Sailer Fabian, Pobiruchin Monika, Bochum Sylvia, Martens Uwe M, Schramm Wendelin
GECKO Institute, Heilbronn University, Germany.
Cancer Center Heilbronn-Franken, SLK Kliniken Heilbronn GmbH, Germany.
Stud Health Technol Inform. 2015;213:75-8.
Survival time prediction at the time of diagnosis is of great importance to make decisions about treatment and long-term follow-up care. However, predicting the outcome of cancer on the basis of clinical information is a challenging task. We now examined the ability of ten different data mining algorithms (Perceptron, Rule Induction, Support Vector Machine, Linear Regression, Naïve Bayes, Decision Tree, k-nearest Neighbor, Logistic Regression, Neural Network, Random Forest) to predict the dichotomous attribute "5-year-survival" based on seven attributes (sex, UICC-stage, etc.) which are available at the time of diagnosis.

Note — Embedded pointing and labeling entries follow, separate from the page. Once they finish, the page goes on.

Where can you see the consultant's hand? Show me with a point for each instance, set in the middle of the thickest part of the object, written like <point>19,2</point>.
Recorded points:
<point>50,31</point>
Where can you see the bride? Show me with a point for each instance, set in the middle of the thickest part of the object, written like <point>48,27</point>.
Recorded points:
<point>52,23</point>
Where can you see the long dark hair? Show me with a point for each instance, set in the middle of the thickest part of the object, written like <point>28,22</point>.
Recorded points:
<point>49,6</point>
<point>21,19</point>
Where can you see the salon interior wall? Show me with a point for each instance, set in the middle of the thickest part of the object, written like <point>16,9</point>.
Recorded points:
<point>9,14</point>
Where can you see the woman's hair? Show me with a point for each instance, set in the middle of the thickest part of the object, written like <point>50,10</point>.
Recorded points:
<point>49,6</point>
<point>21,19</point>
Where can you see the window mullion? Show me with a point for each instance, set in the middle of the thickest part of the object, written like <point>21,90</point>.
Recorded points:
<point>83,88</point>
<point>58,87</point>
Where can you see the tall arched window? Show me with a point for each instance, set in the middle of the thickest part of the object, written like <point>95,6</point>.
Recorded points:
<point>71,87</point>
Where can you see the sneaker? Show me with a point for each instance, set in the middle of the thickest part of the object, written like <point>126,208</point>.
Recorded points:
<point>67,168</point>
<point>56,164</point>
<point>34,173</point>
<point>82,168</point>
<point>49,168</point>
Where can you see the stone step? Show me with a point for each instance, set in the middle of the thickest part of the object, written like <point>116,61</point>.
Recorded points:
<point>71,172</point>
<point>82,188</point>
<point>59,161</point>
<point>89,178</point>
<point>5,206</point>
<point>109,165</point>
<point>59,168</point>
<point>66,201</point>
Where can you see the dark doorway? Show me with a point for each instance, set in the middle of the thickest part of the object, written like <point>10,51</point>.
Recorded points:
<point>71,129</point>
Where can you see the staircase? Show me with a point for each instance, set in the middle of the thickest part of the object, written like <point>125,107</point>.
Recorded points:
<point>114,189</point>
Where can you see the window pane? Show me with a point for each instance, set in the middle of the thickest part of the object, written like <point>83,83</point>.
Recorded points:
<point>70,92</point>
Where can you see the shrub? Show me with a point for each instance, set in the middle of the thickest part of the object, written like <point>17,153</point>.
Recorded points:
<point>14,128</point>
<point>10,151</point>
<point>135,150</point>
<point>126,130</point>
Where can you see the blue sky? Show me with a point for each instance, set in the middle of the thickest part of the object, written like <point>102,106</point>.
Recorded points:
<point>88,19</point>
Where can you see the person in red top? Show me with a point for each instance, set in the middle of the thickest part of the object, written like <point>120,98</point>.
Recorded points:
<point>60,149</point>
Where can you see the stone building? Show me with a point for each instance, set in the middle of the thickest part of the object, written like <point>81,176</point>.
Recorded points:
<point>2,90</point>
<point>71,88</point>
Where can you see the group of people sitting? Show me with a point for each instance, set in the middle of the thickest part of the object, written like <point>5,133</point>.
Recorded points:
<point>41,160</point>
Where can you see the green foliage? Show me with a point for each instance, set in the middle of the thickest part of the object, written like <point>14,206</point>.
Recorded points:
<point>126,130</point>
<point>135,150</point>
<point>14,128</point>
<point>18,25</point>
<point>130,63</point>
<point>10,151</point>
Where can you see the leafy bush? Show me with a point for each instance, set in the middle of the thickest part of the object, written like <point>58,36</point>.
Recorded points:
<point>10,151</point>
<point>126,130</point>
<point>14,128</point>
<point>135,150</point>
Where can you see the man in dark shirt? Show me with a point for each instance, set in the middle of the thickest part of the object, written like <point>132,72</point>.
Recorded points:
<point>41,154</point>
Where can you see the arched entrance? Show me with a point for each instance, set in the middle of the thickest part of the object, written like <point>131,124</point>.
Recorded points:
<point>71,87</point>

For this study we made use of the nationwide German research data set on colon cancer provided by the Robert Koch Institute. To assess the results a comparison between data mining algorithms and physicians' opinions was performed. Therefore, physicians guessed the survival time by leveraging the same seven attributes. The average accuracy of the physicians' opinion was 59%, the average accuracy of the machine learning algorithms was 67.7%.
诊断时的生存时间预测对于制定治疗决策和长期随访护理至关重要。然而,基于临床信息预测癌症预后是一项具有挑战性的任务。我们现在研究了十种不同的数据挖掘算法(感知机、规则归纳、支持向量机、线性回归、朴素贝叶斯、决策树、k近邻、逻辑回归、神经网络、随机森林)根据诊断时可用的七个属性(性别、国际癌症控制联盟分期等)预测二分属性“5年生存率”的能力。在本研究中,我们使用了由罗伯特·科赫研究所提供的德国全国结肠癌研究数据集。为了评估结果,我们对数据挖掘算法和医生的意见进行了比较。因此,医生利用相同的七个属性猜测生存时间。医生意见的平均准确率为59%,机器学习算法的平均准确率为67.7%。